Des montants faramineux. Ces vingt dernières années, 140 milliards d'euros auraient échappé au fisc d'une dizaine de pays européens, dont 33 milliards uniquement pour la France, selon Le Monde (article abonnés) du jeudi 21 octobre. En cause : un mécanisme d'optimisation fiscale permettant à des investisseurs étrangers d'échapper à la taxe sur les dividendes. 

Cette méthode d'évasion fiscale avait déjà été mise en lumière en 2018 par 19 médias européens regroupés dans un collectif d'investigation baptisé "CumEx Files" (en anglais). Ce collectif avait révélé que plusieurs Etats de l'Union européenne, dont la France, l'Allemagne et le Danemark, avaient perdu quelque 55 milliards d'euros à cause d'un vaste montage financier impliquant des traders, des banques et des avocats.

Que faut-il retenir des dernières révélations publiées, où sont revues à la hausse les sommes soustraites aux caisses des Etats ?

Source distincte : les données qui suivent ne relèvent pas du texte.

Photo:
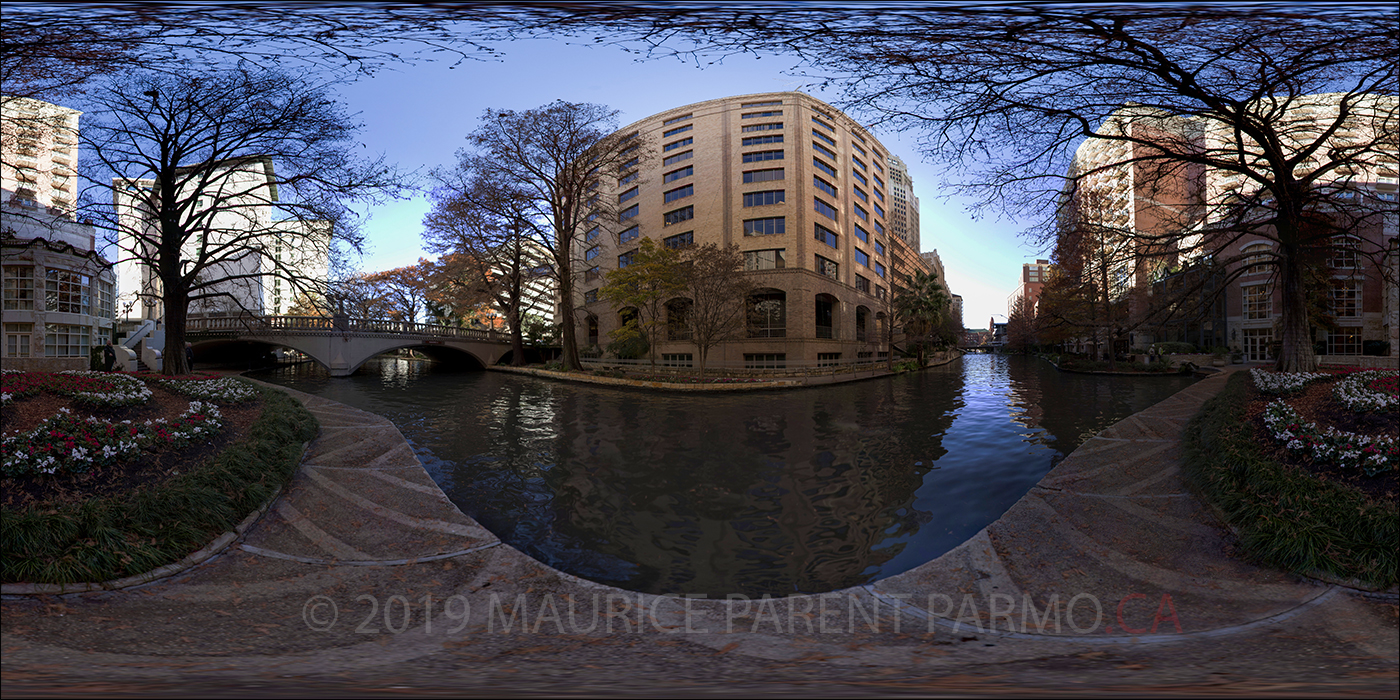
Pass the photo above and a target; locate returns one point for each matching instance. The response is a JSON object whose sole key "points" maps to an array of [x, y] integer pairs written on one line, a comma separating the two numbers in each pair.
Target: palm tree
{"points": [[921, 307]]}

Une fraude aux dividendes toujours en vigueur

Premier enseignement : malgré le scandale suscité par les révélations de 2018, des montages financiers sont toujours utilisés par "l'immense majorité des investisseurs étrangers dans les sociétés cotées françaises" pour "optimiser leurs dividendes", selon Le Monde. Le Parlement "avait pourtant voté une réforme censée mettre fin à ces pratiques à la frontière de la légalité", rappelle le journal, mais la majorité macroniste avait ensuite "affaibli le dispositif, en n'interdisant que les montages les plus simples". Il reste donc facile de le contourner.

En quoi consiste ce dispositif ? Comme l'avait expliqué franceinfo en 2018, la pratique du "CumCum" est une opération d'optimisation fiscale qui joue sur la différence de fiscalité entre investisseurs nationaux et étrangers. Les investisseurs étrangers sont taxés sur les dividendes qu'ils touchent sur les actions de groupes français cotés en Bourse. Pour alléger la facture ou pour échapper à l'impôt, ils revendent brièvement leurs titres à des banques françaises à l'approche du jour de versement des dividendes. Cela leur permet d'échapper à la ponction liée au versement de ces bénéfices.

Personne n'est donc taxé et les investisseurs récupèrent quelques jours plus tard leurs actions ainsi que les dividendes associés. Au passage, les banques se servent en prenant une commission. L'administration fiscale n'y voit que du feu et, en bout de chaîne, ce sont le fisc et les contribuables qui sont les grands perdants. 

Une perte de 140 milliards d'euros pour les Etats européens

Résultat : des sommes énormes ne sont pas versées aux impôts. Selon Le Monde, plus de 140 milliards d'euros ne seraient pas rentrés dans les caisses d'une dizaine d'Etats européens ces deux dernières décennies. La France est le pays le plus touché par cette évasion fiscale avec 33,3 milliards, affirme le quotidien. Une somme équivalente à celle débloquée par l'exécutif dans le cadre du plan de relance 2030. 

Parmi les pays champions de ce type d'optimisation fiscale viennent ensuite l'Allemagne, avec 28,5 milliards non versés au fisc, les Pays-Bas (27 milliards) et l'Espagne (18,8 milliards), selon Le Monde, qui s'appuie sur des données recueillies par Christoph Spengel, professeur de fiscalité internationale à l'université allemande de Mannheim. 

Quatre grandes banques françaises mises en cause

Soupçonnées d'aider leurs clients à se soustraire à la taxe sur les dividendes, quatre grandes banques françaises sont dans le viseur de l'administration fiscale : BNP Paribas, la Société générale, Natixis et le Crédit agricole, par l'entremise de sa filiale Cacib. Les banques "n'ont pas souhaité s'étendre sur le sujet", assure Le Monde, mais elles considèrent qu'elles respectent les règles d'optimisation fiscale en vigueur.

La revente et le rachat d'actions, même pour une durée brève, est en effet légale. En revanche, l'industrialisation de cette pratique pour échapper au fisc peut être sanctionnée. L'issue du bras de fer entre les banques et Bercy est donc incertaine. En 2018, BNP Paribas, Crédit agricole et Société générale figuraient déjà parmi les banques françaises épinglées par le collectif d'investigation "CumEx Files" pour ce type de pratiques.